Wheter it be a lift-and-shift migration from one relational database, decouple legacy databases via microservices, or more complext multi-source transformations AWS data pipeline can be helpful.

Data Issues and Challenges

Some data processing challenges common to customers:

Variety of Formats – Many ways to store data: CSV files, server logs, flat files, DB rows, tuples in NoSQL DB, JSON, XML, etc.

Increasing Size – There’s simply volumes of raw and processed data: log files, data collected from sensors, transaction histories, public data sets, etc.

Disparate Sources – Various systems from Amazon S3, data warehouses (or Amazon Redshift), various flavors of Relational DB, DynamoDB, etc.

Distributed Processing – There are many ways to process data: EC2 instances, an Elastic MapReduce cluster, physical hardware, or a combination

AWS’ Data Pipeline

AWS Data Pipeline is a foundational tool to deal with automating loading and processing data via workflows & dependency checks.

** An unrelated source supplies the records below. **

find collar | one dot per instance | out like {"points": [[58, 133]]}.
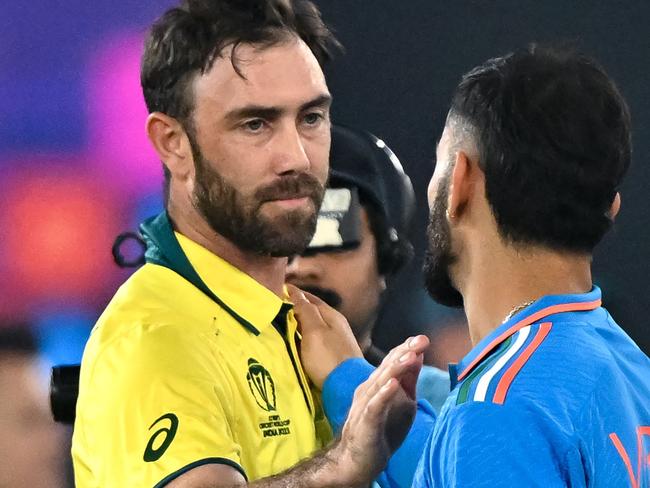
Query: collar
{"points": [[248, 302], [538, 310]]}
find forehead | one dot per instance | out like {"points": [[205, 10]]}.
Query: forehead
{"points": [[282, 75]]}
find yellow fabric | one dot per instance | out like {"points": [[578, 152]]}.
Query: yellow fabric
{"points": [[164, 357]]}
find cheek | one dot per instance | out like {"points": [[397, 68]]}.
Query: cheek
{"points": [[318, 152]]}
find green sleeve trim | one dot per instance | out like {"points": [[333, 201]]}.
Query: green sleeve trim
{"points": [[196, 464], [163, 249]]}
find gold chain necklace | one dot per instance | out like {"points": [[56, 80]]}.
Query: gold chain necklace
{"points": [[517, 308]]}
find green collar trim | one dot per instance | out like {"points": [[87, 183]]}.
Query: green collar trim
{"points": [[163, 249]]}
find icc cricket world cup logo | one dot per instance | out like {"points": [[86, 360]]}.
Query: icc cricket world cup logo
{"points": [[261, 385]]}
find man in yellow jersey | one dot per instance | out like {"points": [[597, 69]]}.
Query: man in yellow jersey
{"points": [[191, 376]]}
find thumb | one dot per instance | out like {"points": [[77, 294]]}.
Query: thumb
{"points": [[307, 314]]}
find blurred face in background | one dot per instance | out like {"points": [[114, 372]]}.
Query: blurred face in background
{"points": [[348, 280], [32, 447]]}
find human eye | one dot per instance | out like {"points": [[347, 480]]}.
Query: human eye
{"points": [[313, 119], [254, 125]]}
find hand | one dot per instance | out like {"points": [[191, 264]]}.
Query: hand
{"points": [[381, 414], [327, 339]]}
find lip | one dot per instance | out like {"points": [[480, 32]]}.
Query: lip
{"points": [[293, 202]]}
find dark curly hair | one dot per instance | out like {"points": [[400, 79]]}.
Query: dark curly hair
{"points": [[553, 137], [188, 39]]}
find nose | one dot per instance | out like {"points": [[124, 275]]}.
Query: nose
{"points": [[291, 155], [303, 270]]}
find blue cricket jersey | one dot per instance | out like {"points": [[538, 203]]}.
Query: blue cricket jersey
{"points": [[557, 396]]}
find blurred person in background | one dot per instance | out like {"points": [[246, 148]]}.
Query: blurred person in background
{"points": [[33, 449], [361, 242]]}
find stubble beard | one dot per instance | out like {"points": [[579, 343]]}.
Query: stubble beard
{"points": [[439, 256], [242, 220]]}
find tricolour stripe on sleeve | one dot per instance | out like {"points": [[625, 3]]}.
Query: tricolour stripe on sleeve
{"points": [[510, 374], [484, 382]]}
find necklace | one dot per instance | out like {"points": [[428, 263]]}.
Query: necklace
{"points": [[517, 308]]}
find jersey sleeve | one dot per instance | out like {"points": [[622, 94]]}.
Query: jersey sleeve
{"points": [[482, 444], [157, 404]]}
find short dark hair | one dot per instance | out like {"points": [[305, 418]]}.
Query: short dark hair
{"points": [[553, 137], [188, 39]]}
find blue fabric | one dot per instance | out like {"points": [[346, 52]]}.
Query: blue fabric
{"points": [[433, 386], [575, 412], [585, 382], [337, 394]]}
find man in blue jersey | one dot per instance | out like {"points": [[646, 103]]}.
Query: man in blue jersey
{"points": [[361, 242], [553, 393]]}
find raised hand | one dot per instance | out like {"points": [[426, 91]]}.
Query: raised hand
{"points": [[327, 339]]}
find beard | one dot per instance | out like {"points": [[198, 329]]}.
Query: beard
{"points": [[439, 256], [330, 297], [240, 219]]}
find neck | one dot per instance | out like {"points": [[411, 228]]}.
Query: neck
{"points": [[266, 270], [497, 280]]}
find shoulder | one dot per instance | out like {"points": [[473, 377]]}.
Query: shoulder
{"points": [[151, 324], [434, 386]]}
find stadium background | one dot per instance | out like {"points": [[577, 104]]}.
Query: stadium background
{"points": [[77, 169]]}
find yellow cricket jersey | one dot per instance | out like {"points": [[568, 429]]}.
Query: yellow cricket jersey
{"points": [[186, 366]]}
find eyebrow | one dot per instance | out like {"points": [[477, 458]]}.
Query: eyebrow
{"points": [[273, 113]]}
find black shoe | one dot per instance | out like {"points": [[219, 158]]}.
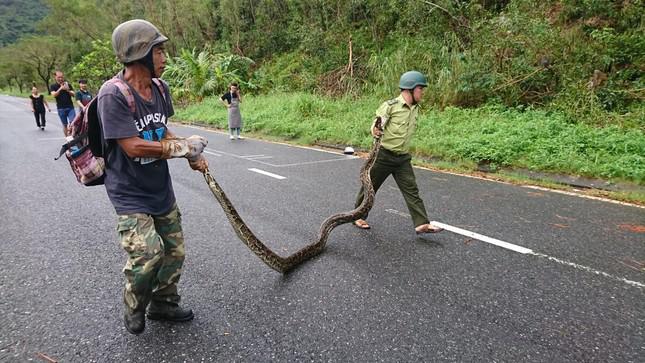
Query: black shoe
{"points": [[168, 311], [135, 321]]}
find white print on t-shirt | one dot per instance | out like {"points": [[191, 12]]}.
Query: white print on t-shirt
{"points": [[147, 119], [150, 134]]}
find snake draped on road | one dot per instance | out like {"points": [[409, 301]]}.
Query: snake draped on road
{"points": [[285, 264]]}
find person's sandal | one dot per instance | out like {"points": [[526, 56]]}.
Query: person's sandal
{"points": [[361, 224], [427, 228]]}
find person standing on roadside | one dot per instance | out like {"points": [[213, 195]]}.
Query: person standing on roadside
{"points": [[137, 179], [398, 118], [83, 96], [38, 104], [63, 93], [232, 100]]}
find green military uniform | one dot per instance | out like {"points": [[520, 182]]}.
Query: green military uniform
{"points": [[394, 157]]}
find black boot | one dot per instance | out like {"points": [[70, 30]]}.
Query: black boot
{"points": [[159, 310], [135, 321]]}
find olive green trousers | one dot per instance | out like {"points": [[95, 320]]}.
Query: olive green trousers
{"points": [[399, 166]]}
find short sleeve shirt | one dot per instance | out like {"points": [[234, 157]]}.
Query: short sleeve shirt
{"points": [[400, 126], [64, 99], [37, 102], [84, 96], [136, 185], [228, 96]]}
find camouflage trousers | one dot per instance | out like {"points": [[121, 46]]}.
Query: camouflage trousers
{"points": [[155, 247]]}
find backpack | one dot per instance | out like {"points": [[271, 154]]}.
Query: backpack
{"points": [[85, 148]]}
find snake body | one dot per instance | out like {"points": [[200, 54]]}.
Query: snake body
{"points": [[285, 264]]}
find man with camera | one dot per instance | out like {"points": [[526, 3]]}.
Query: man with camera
{"points": [[63, 93]]}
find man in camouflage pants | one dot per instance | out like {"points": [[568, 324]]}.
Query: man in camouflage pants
{"points": [[134, 109]]}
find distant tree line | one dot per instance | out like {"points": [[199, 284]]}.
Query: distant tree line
{"points": [[583, 57]]}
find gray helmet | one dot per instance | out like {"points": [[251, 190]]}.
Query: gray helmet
{"points": [[134, 39], [411, 79]]}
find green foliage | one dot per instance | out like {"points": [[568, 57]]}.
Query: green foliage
{"points": [[193, 75], [501, 137], [18, 18], [518, 53], [97, 66]]}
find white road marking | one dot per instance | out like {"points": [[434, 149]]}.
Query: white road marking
{"points": [[481, 237], [267, 173], [212, 153], [394, 211], [528, 251], [255, 158]]}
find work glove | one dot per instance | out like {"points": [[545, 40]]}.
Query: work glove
{"points": [[200, 164], [377, 127], [189, 148]]}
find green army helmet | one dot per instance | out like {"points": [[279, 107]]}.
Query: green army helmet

AWS Data Pipeline provides the capability to automate and access from command line, the APIs, or the AWS Management Console. AWS Data Pipeline can help to process and move data between compute and storage services on-premises or on-AWS. Pipelines are composed of a set of data sources, preconditions, destinations, processing steps, and an operational schedule, all defined and managed from a Pipeline Definition. We specify data source locations, what to do with it, and where to put it. A Pipeline Definition can be created in the AWS Management Console or externally, in JSON form.

Once we’ve defined and activated a pipeline, it runs on a schedule. We can arrange to copy on-prem log files or files from a cluster of Amazon EC2 instances to an S3 bucket daily, then launch data analysis job on an Elastic MapReduce cluster weekly. To alleviate processing or sequencing errors, pipeline Definitions can include precondition, assertions that must be true in order for processing to start. If preconditions are satisfied and AWS pipelines can then schedule and manage the tasks per the Pipeline Definition.

Processing tasks can run on EC2 instances, Elastic MapReduce clusters, or physical hardware. AWS Data Pipeline can launch and manage EC2 instances and EMR clusters as needed. To take advantage of long-running EC2 instances and physical hardware, we also provide an open source tool called the Task Runner. Each running instance of a Task Runner polls the AWS Data Pipeline in pursuit of jobs of a specific type and executes them as they become available. When a pipeline completes, a message will be sent to the Amazon SNS topic of your choice. You can also arrange to send messages when a processing step fails to complete after a specified number of retries or if it takes longer than a configurable amount of time to complete.

Parameterized Templates

Parameterized templates, along with a library of templates for common use cases provide values for the specially marked parameters within the template, and launch the customized pipeline. These parameters are very useful for late binding of actual values. Best practices can be identified and encapsulated in Data Pipeline templates for widespread re-use. These templates and parameters can be accessed from command line and Data Pipeline API.

Building data pipelines with Kinesis Data Firehose and Lambda

If your site already runs on AWS, using an AWS SDK to send data to Kinesis Data Firehose is an easy sell to developers provided capabilities to direct PUT ingestion for Kinesis Data Firehose. This is straight forward to implement, works in many languages used across common services, and provides the ability to deliver data to Amazon S3. Understnading that using S3 for data storage allows you to have corresponding high availability, scalability, and durability. Given S3 is a global resource, this enables lakes and warehouses to be managed under separate AWS accounts, to avoid the unnecessary complication of managing and navigating multiple VPCs. Kinesis Data Firehose solutions, combined with DynamoDB Streams and Lambda also provide a powerful capability. By enabling DynamoDB Streams can manage transformations by triggering serverless Lambda functions to clean and transform your data.